Sabtu, 25 Juli 2020

Jangan Takut Plutonium!

Plutonium-239 - Wikipedia
Oleh: R. Andika Putra Dwijayanto, S.T. (Peneliti Teknologi Keselamatan Reaktor)

Bagi beberapa kalangan, salah satu alasan yang digunakan untuk menolak PLTN adalah potensi proliferasi[1]. Khawatir bahan bakar PLTN disalahgunakan menjadi senjata nuklir, entah uranium maupun plutonium. Efek senjata nuklir sendiri kita tahu seperti apa mengerikannya. Akhirnya jadi banyak yang takut pada PLTN.

Padahal, tidak ada ceritanya bahan bakar PLTN bisa jadi bahan baku senjata nuklir. Untuk uranium, penjelasannya lebih mudah dipahami. Mengingat, bahan bakar PLTN menggunakan uranium berpengayaan rendah, hanya 3-5%. Sementara senjata nuklir butuh uranium berpengayaan 90% agar bisa meledak. Perbandingannya jauh sekali. Mustahil uranium PLTN bisa disalahgunakan jadi senjata mematikan.

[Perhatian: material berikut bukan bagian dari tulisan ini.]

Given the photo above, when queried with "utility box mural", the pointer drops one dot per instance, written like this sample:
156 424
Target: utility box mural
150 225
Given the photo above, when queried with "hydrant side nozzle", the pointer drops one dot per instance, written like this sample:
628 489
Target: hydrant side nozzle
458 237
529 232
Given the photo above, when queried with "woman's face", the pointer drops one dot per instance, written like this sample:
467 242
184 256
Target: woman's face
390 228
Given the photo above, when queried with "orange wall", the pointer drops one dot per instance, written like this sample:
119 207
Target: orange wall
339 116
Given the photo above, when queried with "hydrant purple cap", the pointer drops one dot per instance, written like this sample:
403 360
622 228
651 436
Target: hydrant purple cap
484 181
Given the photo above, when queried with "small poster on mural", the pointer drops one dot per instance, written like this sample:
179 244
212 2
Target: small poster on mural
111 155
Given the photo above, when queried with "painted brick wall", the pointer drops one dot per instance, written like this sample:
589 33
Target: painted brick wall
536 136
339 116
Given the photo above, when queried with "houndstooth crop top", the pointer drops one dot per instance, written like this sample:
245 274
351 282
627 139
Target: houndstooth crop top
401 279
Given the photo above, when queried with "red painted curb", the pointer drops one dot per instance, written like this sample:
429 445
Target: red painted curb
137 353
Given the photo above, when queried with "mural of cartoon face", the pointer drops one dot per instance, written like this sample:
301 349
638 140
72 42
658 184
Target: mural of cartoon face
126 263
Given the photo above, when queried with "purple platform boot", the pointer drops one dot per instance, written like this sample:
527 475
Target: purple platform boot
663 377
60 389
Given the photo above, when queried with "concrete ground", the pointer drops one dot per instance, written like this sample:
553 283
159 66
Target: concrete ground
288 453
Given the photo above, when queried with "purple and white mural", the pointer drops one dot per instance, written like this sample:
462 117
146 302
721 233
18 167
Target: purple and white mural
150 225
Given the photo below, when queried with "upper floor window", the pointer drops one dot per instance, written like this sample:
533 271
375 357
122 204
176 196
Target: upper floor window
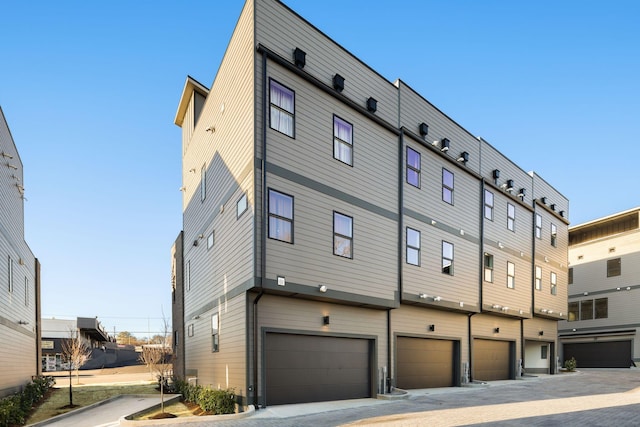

Yang menjadi ketakutan lebih mungkin plutonium. Tiap tahunnya, PLTN menghasilkan sekitar 300 kg plutonium dalam bahan bakar bekasnya. Sama seperti uranium, plutonium juga bisa menjadi bahan baku senjata nuklir, bahkan lebih poten. Mengingat, untuk membuat satu senjata nuklir, hanya diperlukan 10 kg plutonium, dibandingkan uranium berpengayaan tinggi yang butuh minimal 52 kg. Fat Man yang diledakkan di Nagasaki malah hanya menggunakan 6,2 kg plutonium untuk menghasilkan kerusakan dahsyat!

Karena kekhawatiran proliferasi ini, International Atomic Energy Agency (IAEA) bersikap konservatif dan memasukkan plutonium dari bahan bakar bekas ini sebagai proliferation concern. Sehingga, transportasinya diawasi ketat, jangan sampai jatuh ke tangan yang salah. Walau nyatanya, plutonium dari bahan bakar bekas PLTN ini tidak benar-benar berpotensi disimpangkan sebagaimana yang dikira sebagian kalangan.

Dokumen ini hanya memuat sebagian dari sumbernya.